Additionally, it is obvious that analyzing each method’s results worsen as LR image size decreases. In other words, a greater scaling factor involves the loss of tissue/intensity information but implies a significant reduction on MRI acquisition time. Thus, the final acceptable scaling factor would depend on how acceptable these results with distinct scaling factors are in the final clinical practice, as shown and discussed in the following subsection.
3.3. Clinical Assessment
Our expert radiologist performed a clinical assessment by visually inspecting the resulting images to provide with her overall qualitative opinion of the reconstructed images regarding diagnosis (5-point Likert scale) and their ability to use them for actual diagnosis in the clinical dataset. A first inspection of the reconstructed images demonstrated that the 3D CNN method visually outperformed the 2D method; thus, subsequent analyses were performed on the resulting 3D images. It is also worth mentioning that images in the clinical dataset were acquired in two different MRI scanners implementing two different anatomical T1-weighted sequences. Thus, we have separated the corresponding analyses to assess the actual potential of the method in a clinical scenario.
Visual inspection of the images generated by our 3D CNN shows that, depending on the nature of the disease, identification of dysplasias could be straightforward or challenging depending on the baseline scaling factor. Table 8 shows the decomposition of the results for the 5-point Likert scale and the sensitivity by scaling factor and sequence. As expected, both metrics decrease their values as the scaling factor increases. The 5-point Likert scale reaches a 3.8 ± 1.0 score and a sensitivity of 0.83 ± 0.39 for the x2 scaling factor when assessing the whole clinical dataset. Additionally, in all these cases, as expected, the CNN provides better results in those images acquired with the same type of sequence that was used for training (MPRAGE), with the 5-point Likert scale and the sensitivity increasing up to 5.0 ± 0.0 and 1.0 ± 0.0, respectively, for the same scaling factor, when analyzing the MPRAGE images only.
Figures 10, 11 show representative examples of patients acquired using the EFGRE sequence on a GE Signa HDxt 3.0T MRI scanner, while Figures 12, 13 show representative examples of patients acquired using the MPRAGE sequence on a GE Signa Premier MRI scanner. While these images show a representative slice, our expert radiologist used the whole volume for the clinical assessment.
Figure 10. Results of both CNN methods on three scaling factors of super-resolution on images of a patient with dysplasia. A specific region of a slice is shown, with the three red arrows pointing to a lesion.
Figure 11. Results of both CNN methods on three scaling factors of super-resolution on images of a patient with dysplasia. A specific region of a slice is shown, with the red arrow pointing to a lesion.

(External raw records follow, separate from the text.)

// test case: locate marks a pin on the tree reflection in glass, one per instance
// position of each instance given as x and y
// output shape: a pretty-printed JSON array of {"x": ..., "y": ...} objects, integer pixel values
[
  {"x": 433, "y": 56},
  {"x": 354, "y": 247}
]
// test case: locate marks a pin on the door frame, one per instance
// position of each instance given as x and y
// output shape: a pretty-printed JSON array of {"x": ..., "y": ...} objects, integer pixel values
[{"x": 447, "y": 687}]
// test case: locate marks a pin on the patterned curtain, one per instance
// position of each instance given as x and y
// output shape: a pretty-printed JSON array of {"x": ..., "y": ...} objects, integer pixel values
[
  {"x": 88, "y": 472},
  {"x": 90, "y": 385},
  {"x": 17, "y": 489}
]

Figure 12. Results of both CNN methods on three scaling factors of super-resolution on images of a patient with dysplasia. A specific region of a slice is shown, with the red arrow pointing to a lesion.
Figure 13. Results of both CNN methods on three scaling factors of super-resolution on images of a patient with dysplasia. A specific region of a slice is shown, with the red arrow pointing to a lesion.

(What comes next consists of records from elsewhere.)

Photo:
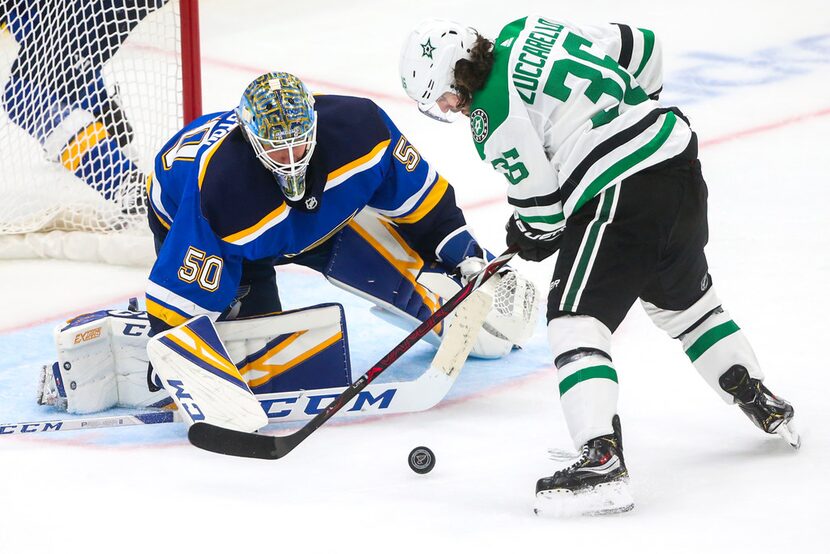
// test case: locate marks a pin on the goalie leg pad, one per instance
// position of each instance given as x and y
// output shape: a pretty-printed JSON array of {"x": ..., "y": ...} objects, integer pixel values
[
  {"x": 294, "y": 350},
  {"x": 102, "y": 357},
  {"x": 711, "y": 339},
  {"x": 197, "y": 372},
  {"x": 102, "y": 362}
]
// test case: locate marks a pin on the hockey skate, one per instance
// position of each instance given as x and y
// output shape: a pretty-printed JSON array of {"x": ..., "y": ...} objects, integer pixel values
[
  {"x": 768, "y": 412},
  {"x": 597, "y": 483}
]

Figure 10 shows a 13-years-old male diagnosed with band heterotopia (double cortex syndrome), a form of diffuse gray matter heterotopia due to neuronal migration disorders. In this specific case, the CNN is not able to recover all the details for the x4 scaling factor, producing a very blurred image; however, as we move forward to the x3 and the x2 scaling factors, we can observe further improvements, allowing for the assessment of the bands along the brain.
Figure 11 shows a 16-years-old male diagnosed with aqueductal stenosis, opercular syndrome, heterotopia, and a cystic brain lesion. This patient is specifically difficult to assess due to the presence of diverse diseases. Again, our method fails to recover the details for the x4 scaling factor and improves moving forward to the x3 and the x2 scaling factors. The ventricle enlargement is easy to assess, but the boundaries are better displayed in the image reconstructed from the x2 scaling factor. The opercular dysplasia can be identified in the x3 and the x2 scaling factors.
Figure 12 shows a 9-years-old male diagnosed with opercular syndrome and cerebral fissure malformation. As we move forward to MPRAGE images, we can see the abrupt improvement in the reconstructed images for all scaling factors. Despite the lack in detail for circumvolutions in the dysplasia for the x4 scaling factor, the thickening of the gray matter can still be assessed. Reconstructions based on the x3 and x2 scaling factors allow for delineating even better dysplasia contours and edges.
Figure 13 shows a 12-years-old male diagnosed with a small cortical dysplasia. This patient is especially challenging due to the small size of the dysplasia. However, the lesion can be identified in images reconstructed from all scaling factors. The reconstruction based on the x2 scaling factor provides an excellent contrast resolution, allowing even to identify the shape of the lesion and presenting less noise than the original HR image.
All these results show that, at least, the x2 scaling factor is able to recover most of the details in the images, providing with good enough reconstructions to perform disease identification.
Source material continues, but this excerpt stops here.